A total of 3,512 people have been banned from the area for posing a security threat to the Games, with 130 of those security check rejections due to suspects being on the French government’s terror watchlist.
This wasn’t the first stabbing Ingondo has committed.
In January 2018 he stabbed another Frenchman, 22-year-old Andy Birgitte, to dead at Châtelet–Les Halles, the central transit hub for the Paris metropolitan area, after he jostled him during peak hour.
But Ingondo was never tried for the murder as he was declare not criminally responsible by the Paris Court of Appeal in 2020, who determined he had a “probable progressive schizophrenic illness”, 20 Minutes reported.
The soldier has been hospitalised with a shoulder blade injury, and his condition is not life-threatening, with the attacker now in a psychiatric hospital under police supervision.

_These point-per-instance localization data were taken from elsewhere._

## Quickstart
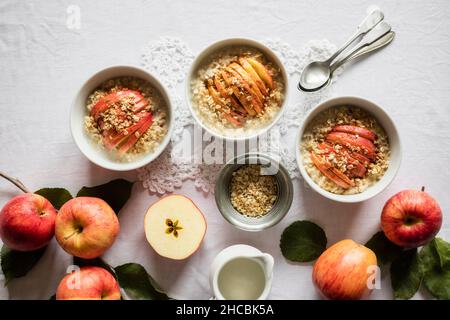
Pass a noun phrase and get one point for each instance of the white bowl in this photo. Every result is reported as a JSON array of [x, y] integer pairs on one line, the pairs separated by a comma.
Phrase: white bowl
[[215, 48], [90, 149], [394, 141]]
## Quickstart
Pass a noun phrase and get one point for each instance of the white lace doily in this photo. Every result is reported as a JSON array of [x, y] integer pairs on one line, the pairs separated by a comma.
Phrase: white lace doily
[[169, 59]]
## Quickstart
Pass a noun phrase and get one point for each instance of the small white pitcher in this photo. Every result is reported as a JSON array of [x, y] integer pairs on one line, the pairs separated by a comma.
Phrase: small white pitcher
[[246, 255]]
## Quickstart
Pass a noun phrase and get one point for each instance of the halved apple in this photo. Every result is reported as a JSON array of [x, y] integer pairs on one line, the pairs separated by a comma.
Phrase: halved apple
[[174, 227]]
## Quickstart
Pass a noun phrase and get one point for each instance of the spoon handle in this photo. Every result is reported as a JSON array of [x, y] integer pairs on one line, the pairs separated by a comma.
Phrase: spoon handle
[[381, 36], [373, 19]]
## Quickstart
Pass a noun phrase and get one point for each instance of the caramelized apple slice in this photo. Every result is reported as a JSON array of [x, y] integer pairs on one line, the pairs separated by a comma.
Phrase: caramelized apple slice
[[362, 159], [331, 172], [239, 95], [250, 95], [215, 95], [248, 67], [105, 102], [133, 138], [112, 139], [226, 96], [362, 132], [354, 167], [352, 141], [262, 72], [244, 74]]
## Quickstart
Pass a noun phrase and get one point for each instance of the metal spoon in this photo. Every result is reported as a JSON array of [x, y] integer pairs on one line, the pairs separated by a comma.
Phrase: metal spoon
[[362, 50], [316, 74]]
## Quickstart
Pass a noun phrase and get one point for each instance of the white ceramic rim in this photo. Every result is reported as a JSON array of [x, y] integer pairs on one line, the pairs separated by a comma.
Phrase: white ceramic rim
[[236, 42], [367, 105], [141, 161]]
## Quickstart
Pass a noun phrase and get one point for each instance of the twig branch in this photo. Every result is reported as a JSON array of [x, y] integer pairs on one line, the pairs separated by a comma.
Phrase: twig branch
[[15, 181]]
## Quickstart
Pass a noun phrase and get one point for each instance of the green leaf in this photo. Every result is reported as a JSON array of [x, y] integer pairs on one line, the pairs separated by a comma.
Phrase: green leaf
[[116, 193], [384, 249], [303, 241], [16, 264], [405, 274], [56, 196], [443, 250], [435, 279], [97, 262], [138, 284]]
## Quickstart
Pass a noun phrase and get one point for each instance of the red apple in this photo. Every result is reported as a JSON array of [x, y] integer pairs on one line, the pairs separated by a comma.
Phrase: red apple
[[89, 283], [411, 218], [86, 227], [27, 222], [343, 271]]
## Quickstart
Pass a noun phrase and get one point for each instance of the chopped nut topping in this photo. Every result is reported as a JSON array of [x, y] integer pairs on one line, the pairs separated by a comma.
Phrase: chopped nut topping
[[251, 193]]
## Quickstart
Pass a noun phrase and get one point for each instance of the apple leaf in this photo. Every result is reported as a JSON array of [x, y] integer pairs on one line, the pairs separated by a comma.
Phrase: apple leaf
[[405, 274], [116, 193], [435, 279], [303, 241], [443, 250], [137, 283], [97, 262], [16, 264], [56, 196], [384, 249]]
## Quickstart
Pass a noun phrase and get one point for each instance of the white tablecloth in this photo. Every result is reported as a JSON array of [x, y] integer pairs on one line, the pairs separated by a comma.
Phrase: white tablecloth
[[43, 63]]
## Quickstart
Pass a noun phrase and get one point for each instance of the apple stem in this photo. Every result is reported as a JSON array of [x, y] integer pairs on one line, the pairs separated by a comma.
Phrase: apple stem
[[16, 182]]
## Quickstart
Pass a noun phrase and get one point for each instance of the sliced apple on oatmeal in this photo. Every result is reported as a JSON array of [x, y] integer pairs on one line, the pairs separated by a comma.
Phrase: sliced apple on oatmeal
[[174, 227], [262, 72], [248, 67]]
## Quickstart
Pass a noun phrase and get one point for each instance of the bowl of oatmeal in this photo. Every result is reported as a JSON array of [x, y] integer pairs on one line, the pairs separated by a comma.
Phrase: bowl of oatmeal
[[348, 149], [253, 191], [121, 118], [237, 89]]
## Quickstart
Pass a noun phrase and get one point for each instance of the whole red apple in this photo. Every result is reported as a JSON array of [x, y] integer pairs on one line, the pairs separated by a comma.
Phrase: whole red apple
[[343, 271], [411, 218], [86, 227], [27, 222], [89, 283]]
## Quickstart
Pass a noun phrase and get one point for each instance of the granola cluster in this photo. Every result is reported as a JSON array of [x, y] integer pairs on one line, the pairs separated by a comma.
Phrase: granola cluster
[[251, 193]]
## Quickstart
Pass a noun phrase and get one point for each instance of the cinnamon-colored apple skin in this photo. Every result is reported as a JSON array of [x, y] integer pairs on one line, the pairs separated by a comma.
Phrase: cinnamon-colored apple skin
[[411, 218], [27, 222], [89, 283], [342, 271], [86, 227]]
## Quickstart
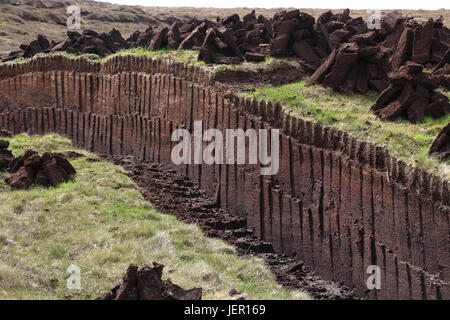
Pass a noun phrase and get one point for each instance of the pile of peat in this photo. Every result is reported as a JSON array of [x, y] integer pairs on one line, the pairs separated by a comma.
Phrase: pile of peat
[[146, 284], [373, 51], [441, 146], [411, 94], [173, 193], [50, 169]]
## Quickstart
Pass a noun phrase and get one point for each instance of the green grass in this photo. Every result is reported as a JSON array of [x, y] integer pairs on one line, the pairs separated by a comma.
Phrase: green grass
[[186, 56], [101, 223], [351, 113]]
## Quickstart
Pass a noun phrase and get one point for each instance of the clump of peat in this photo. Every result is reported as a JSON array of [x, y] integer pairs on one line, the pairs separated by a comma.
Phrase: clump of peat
[[146, 284]]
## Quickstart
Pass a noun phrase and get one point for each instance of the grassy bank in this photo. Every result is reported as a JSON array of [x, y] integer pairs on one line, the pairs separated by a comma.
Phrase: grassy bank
[[351, 113], [100, 222]]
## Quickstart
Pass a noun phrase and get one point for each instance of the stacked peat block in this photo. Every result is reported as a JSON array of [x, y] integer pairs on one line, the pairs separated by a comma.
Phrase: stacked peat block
[[424, 43], [90, 41], [359, 60], [146, 284], [441, 146], [410, 95], [442, 71], [47, 170], [355, 66]]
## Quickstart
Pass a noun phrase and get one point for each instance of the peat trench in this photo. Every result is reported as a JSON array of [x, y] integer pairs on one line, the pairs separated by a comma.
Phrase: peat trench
[[171, 192]]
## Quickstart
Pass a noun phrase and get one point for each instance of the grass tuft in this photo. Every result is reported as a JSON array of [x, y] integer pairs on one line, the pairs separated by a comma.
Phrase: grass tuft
[[351, 113]]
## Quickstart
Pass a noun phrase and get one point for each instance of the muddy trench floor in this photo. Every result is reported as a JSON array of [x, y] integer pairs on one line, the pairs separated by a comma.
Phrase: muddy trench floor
[[173, 193]]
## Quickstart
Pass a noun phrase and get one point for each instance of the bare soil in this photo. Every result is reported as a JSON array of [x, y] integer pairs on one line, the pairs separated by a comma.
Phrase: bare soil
[[22, 20], [174, 193]]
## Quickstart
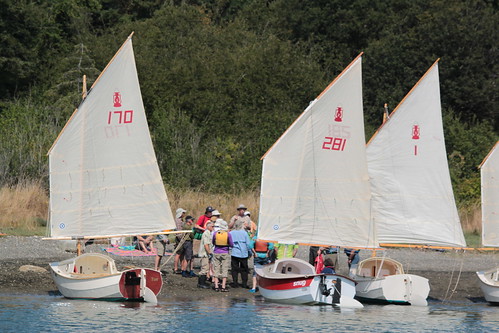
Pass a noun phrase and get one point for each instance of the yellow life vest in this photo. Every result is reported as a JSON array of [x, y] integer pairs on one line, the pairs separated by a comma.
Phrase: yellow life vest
[[222, 238]]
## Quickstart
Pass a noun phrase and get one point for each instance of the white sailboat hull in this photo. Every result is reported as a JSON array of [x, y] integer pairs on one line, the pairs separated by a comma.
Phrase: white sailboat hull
[[94, 276], [382, 280], [395, 289], [293, 281], [489, 283]]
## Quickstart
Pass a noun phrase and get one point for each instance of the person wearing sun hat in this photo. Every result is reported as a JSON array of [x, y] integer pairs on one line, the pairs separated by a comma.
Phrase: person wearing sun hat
[[239, 216], [222, 241], [251, 226], [200, 227]]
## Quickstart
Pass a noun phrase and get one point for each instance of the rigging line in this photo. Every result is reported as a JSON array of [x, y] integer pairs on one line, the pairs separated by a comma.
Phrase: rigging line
[[450, 282], [314, 170], [458, 276]]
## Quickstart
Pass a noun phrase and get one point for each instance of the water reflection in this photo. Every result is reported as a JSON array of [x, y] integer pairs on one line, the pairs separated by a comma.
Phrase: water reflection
[[215, 314]]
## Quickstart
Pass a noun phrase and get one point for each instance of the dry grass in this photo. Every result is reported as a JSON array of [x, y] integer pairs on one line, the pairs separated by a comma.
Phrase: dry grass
[[23, 206], [195, 202], [471, 218]]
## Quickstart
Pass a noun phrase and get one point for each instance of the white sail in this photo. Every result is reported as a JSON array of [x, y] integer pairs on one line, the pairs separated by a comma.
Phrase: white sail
[[315, 187], [413, 202], [489, 171], [104, 177]]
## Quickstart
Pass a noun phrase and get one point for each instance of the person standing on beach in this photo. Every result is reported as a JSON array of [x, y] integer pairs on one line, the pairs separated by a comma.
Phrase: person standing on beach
[[239, 216], [250, 226], [261, 256], [179, 222], [187, 254], [222, 241], [200, 227], [206, 255], [240, 253]]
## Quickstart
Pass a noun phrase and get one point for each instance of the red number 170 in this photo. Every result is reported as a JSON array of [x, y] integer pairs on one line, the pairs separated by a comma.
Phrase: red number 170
[[124, 117], [331, 143]]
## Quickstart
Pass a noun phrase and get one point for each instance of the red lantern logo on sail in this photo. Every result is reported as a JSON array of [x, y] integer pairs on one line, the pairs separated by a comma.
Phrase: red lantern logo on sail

He was patrolling the street as a part of Opération Sentinelle, an ongoing military operation in Paris after the 2015 Islamic attacks on the Charlie Hebdo magazine. Soldiers in the Sentinelle force have also previously been targeted.
Paris will deploy 30,000 police officers every day for the Olympics, peaking at 45,000 for the opening ceremony. 18,000 military soldiers are also deployed to protect the Games, with Paris under a high security alert.
The attack comes after Paris police data showed that 77% of the solved rape cases in 2023 were committed by non-citizens. 20.3% of the population of Paris is foreign-born.
The French capital recorded 97 rapes in 2023, of which 30 were solved. 20 of the perpetrators were known to police – four for sexual assault – and most were homeless, unemployed drug addicts.
Most of the rapes were committed in or near tourist areas.
Police union chief Gregory Joron said the findings of the Paris Police Headquarters report were worrying, especially in the lead-up to the Olympic Games.